Partons d'un exemple simple, ou plutôt d'un exemple que nous simplifierons à dessein pour nous faire comprendre : celui de l'interprétation de l'argent par les psychanalystes. Il traîne partout, aussi est-il inutile de l'exposer en détail. Rappelons simplement que dans sa version la plus vulgarisée, cette interprétation considère que le rapport d'un individu à l'argent est un équivalent symbolique de son rapport infantile aux matières fécales. La méthode consiste, en fait, à mettre en correspondance, à rabattre la constellation des objets de désir particulière à une période de la vie et le mode de subjectivation qui lui correspond sur ceux d'une autre période. La perspective que nous proposons ici est tout autre : nous considérons qu'il n'y a, dans cette affaire, «matière» à aucune translation de cette nature, à aucune interprétation, à aucun symbolisme.
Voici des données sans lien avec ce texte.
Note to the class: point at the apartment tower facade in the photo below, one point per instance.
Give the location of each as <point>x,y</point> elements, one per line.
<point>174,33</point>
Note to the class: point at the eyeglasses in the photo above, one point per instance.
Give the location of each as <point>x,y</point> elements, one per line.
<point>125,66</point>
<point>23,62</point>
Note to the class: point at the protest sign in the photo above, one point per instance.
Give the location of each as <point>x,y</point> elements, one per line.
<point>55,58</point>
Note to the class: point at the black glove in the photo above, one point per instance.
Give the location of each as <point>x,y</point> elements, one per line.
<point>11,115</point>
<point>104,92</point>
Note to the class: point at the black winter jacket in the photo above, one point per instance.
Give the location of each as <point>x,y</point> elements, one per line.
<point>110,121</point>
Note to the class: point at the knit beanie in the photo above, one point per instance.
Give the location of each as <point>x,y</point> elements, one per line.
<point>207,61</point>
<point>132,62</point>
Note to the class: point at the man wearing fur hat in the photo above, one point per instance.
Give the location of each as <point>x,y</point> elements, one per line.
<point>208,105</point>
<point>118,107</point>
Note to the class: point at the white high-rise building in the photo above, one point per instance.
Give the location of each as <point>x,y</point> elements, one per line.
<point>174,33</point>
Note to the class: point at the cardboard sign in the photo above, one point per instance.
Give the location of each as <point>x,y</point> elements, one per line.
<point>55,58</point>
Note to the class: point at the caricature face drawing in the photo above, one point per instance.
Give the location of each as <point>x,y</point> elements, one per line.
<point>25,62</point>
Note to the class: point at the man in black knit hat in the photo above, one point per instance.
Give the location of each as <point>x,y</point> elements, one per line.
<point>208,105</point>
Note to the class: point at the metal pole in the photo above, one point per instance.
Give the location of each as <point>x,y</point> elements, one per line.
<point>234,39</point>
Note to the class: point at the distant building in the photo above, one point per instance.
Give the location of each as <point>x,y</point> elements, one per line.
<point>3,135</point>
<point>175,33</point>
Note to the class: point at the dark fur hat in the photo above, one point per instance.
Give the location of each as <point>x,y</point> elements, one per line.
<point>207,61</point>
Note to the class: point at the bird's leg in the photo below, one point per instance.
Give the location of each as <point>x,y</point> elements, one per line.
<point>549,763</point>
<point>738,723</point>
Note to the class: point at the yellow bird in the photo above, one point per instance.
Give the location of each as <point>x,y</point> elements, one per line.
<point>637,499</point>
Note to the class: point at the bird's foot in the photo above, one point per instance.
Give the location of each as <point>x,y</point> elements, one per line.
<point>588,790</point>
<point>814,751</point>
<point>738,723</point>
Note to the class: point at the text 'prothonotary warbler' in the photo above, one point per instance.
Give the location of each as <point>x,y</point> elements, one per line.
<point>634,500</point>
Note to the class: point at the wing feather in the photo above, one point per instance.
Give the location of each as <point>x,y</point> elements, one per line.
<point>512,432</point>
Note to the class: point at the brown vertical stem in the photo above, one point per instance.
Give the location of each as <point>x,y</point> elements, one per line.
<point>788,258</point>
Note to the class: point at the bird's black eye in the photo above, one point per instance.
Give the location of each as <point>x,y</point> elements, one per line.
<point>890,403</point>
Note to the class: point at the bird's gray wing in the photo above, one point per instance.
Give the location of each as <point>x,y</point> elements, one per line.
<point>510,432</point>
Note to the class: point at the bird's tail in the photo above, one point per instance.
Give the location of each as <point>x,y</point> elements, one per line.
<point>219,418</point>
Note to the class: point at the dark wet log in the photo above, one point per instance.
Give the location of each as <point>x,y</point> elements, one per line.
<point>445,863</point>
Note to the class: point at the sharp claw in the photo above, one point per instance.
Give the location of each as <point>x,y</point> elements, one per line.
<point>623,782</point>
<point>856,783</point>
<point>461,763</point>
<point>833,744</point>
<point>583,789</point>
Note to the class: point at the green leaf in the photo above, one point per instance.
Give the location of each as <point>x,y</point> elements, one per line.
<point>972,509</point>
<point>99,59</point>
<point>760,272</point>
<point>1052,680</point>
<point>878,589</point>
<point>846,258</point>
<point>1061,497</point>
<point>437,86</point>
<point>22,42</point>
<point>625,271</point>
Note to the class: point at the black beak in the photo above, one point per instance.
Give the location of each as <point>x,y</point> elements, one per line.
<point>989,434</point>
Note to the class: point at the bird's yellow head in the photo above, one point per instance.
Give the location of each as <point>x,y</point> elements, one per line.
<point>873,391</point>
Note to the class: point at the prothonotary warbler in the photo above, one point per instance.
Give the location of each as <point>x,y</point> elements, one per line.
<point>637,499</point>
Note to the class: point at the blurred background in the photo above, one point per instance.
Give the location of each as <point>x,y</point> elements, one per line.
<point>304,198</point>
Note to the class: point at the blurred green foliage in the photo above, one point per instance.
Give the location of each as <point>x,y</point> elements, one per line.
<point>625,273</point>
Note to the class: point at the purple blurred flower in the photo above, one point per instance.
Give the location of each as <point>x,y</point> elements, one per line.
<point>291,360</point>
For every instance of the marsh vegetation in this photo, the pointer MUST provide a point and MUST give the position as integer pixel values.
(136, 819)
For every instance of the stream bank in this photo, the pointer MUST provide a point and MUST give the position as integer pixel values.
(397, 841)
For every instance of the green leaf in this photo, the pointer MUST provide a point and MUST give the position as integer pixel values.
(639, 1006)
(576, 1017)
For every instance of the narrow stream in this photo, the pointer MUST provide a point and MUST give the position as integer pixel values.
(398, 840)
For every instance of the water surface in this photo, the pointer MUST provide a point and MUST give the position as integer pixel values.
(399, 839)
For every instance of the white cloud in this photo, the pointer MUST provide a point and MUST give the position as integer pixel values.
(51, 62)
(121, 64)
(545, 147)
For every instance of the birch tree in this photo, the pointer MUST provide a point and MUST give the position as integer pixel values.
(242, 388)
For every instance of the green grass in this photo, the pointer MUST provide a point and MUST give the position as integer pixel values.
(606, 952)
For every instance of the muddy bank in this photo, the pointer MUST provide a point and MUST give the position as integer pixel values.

Une activité monétaire, en effet, en tant que telle, met en jeu des composantes sémiotiques et une pragmatique de déterritorialisation qui, au départ, sont très différentes de celles qui peuvent exister par ailleurs soit dans le registre du corps, soit dans celui de l'image, soit dans celui du langage. Il n'existe donc pas, pour nous, de passage nécessaire, par exemple, entre une «fixation» aux matières fécales et un attachement à l'argent. Les modes de sémiotisation correspondant au prétendu «stade anal» (le toucher, l'odorat, un certain type de provocations ludiques à l'égard de l'entourage, etc.) peuvent, dans certaines conditions, entrer en connexion avec les composantes sémiotiques de l'échange monétaire ou celles, «iconiques» et perceptives, qui sont mises enjeu par le rêve, ou encore avec celles qui sont impliquées par l'interprétation psychanalytique et son type particulier de métalangage. Mais il nous paraît absurde de considérer que de telles connexions puissent être programmées à partir de stades psychogénétiques, d'archétypes, de chaînes signifiantes ou de «mathèmes de l'inconscient».